TABLE 5 human Activity Strength grading Standard
Figure GDA0003507198610000122
TABLE 6 model for discriminating coordination degree of human-ground relationship
Figure GDA0003507198610000123
Step 4, the type of the relationship between people and ground based on the scale of the administrative unit
Counting the number of grid units of different human-ground relationship types of administrative units by means of an ARCGIS region counting module; calculating area proportions of different types; thirdly, assigning values to different types of the relation between people and the ground according to an expert scoring method (table 8); the human-ground relationship depends on 'human' rather than 'ground', and the 'positive effect' of promoting the human-ground coordinated development of human activities is assigned with the highest value according to the human-ground relationship interaction thought of 'human core'; the lowest value is assigned to the 'negative action'; the influence of human activities on a regional system is not obvious, and the assignment is between the two; fourthly, calculating the human-ground relationship co-scheduling of different administrative units according to a formula, aggregating the human-ground relationship evaluation of the geographic space scale to the administrative unit scale, wherein the calculation formula is as follows:
Figure GDA0003507198610000131
in the formula, HLRjPerson-to-ground relationship geographical system co-dispatch, W, for administrative Unit jijFor administrative units j people-ground relations i type area proportion, RiIs the score of type zone i. HLR (Home location register)jThe larger the value, the higher the degree of human-ground relationship coordination.

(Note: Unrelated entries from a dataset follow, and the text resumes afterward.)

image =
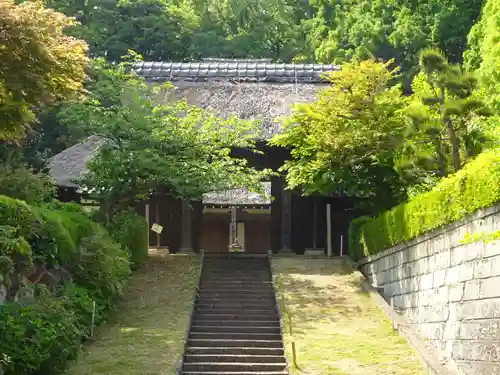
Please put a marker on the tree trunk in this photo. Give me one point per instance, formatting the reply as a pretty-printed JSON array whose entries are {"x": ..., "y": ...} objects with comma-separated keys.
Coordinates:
[
  {"x": 452, "y": 134},
  {"x": 455, "y": 146}
]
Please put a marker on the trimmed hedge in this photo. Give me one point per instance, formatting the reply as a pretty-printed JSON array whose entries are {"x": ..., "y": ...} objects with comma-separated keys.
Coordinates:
[{"x": 474, "y": 187}]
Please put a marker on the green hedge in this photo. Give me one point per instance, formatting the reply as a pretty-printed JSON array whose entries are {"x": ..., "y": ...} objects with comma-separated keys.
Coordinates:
[
  {"x": 39, "y": 337},
  {"x": 474, "y": 187}
]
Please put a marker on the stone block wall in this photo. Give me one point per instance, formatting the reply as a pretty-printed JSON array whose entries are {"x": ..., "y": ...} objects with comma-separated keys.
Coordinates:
[{"x": 448, "y": 290}]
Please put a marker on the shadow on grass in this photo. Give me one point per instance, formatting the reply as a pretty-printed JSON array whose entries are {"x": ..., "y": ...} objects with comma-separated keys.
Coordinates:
[{"x": 308, "y": 298}]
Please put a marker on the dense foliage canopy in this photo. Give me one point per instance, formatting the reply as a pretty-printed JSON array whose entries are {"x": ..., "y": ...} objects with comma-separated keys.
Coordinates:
[{"x": 149, "y": 146}]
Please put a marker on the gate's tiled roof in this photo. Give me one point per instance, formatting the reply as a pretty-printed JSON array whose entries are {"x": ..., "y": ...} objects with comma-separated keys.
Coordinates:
[{"x": 236, "y": 70}]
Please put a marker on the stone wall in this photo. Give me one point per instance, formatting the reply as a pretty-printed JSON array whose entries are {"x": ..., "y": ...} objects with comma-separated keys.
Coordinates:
[{"x": 448, "y": 290}]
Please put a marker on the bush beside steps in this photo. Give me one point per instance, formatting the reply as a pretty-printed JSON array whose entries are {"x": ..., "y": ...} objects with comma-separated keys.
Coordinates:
[{"x": 55, "y": 262}]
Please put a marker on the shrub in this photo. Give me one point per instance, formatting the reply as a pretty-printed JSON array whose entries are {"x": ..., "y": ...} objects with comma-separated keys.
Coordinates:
[
  {"x": 474, "y": 187},
  {"x": 79, "y": 300},
  {"x": 355, "y": 251},
  {"x": 55, "y": 242},
  {"x": 130, "y": 230},
  {"x": 38, "y": 338},
  {"x": 17, "y": 213}
]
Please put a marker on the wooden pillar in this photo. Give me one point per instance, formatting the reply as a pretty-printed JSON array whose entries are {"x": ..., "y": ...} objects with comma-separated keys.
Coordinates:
[
  {"x": 186, "y": 226},
  {"x": 315, "y": 223},
  {"x": 196, "y": 225},
  {"x": 286, "y": 221}
]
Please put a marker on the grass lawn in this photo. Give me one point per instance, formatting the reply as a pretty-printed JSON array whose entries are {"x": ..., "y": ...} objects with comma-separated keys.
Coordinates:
[
  {"x": 146, "y": 338},
  {"x": 338, "y": 328}
]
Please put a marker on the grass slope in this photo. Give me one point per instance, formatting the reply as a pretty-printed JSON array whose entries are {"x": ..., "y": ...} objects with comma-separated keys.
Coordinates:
[
  {"x": 147, "y": 336},
  {"x": 338, "y": 328}
]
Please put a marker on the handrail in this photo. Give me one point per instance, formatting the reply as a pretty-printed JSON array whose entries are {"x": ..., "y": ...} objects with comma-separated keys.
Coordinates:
[{"x": 190, "y": 323}]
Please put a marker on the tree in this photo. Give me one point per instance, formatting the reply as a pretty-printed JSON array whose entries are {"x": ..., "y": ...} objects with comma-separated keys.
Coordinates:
[
  {"x": 344, "y": 141},
  {"x": 150, "y": 147},
  {"x": 398, "y": 29},
  {"x": 38, "y": 64},
  {"x": 249, "y": 28},
  {"x": 444, "y": 110}
]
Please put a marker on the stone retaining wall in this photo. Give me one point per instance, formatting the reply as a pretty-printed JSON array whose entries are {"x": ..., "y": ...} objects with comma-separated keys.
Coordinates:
[{"x": 450, "y": 291}]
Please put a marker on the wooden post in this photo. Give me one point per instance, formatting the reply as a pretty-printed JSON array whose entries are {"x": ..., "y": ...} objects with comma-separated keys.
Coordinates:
[
  {"x": 315, "y": 223},
  {"x": 329, "y": 229},
  {"x": 157, "y": 220}
]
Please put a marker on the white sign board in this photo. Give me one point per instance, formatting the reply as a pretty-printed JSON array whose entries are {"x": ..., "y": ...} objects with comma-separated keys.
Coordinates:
[{"x": 157, "y": 228}]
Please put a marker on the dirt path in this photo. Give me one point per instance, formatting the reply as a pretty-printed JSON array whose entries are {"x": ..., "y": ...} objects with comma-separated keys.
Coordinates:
[
  {"x": 147, "y": 336},
  {"x": 338, "y": 328}
]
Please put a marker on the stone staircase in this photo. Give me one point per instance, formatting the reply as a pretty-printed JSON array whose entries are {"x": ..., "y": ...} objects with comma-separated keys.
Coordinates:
[{"x": 235, "y": 327}]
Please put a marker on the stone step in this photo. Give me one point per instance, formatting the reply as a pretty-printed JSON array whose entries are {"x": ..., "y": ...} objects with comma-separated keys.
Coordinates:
[
  {"x": 231, "y": 343},
  {"x": 234, "y": 366},
  {"x": 284, "y": 372},
  {"x": 236, "y": 284},
  {"x": 239, "y": 312},
  {"x": 241, "y": 275},
  {"x": 237, "y": 323},
  {"x": 242, "y": 289},
  {"x": 213, "y": 308},
  {"x": 235, "y": 335},
  {"x": 240, "y": 278},
  {"x": 235, "y": 317},
  {"x": 235, "y": 351},
  {"x": 245, "y": 358},
  {"x": 239, "y": 297},
  {"x": 244, "y": 329}
]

TABLE 7 human-to-ground relationship co-scheduling assignments
Figure GDA0003507198610000132
2.3, the beneficial effects brought by the technical scheme of the invention
1. The quantitative model based on the geospatial scale can effectively overcome the annihilation of core information, is evaluated from the geospatial scale, better explains the interrelation of a human system and a natural system, and reveals key restriction factors formed by a human-ground relationship regional system.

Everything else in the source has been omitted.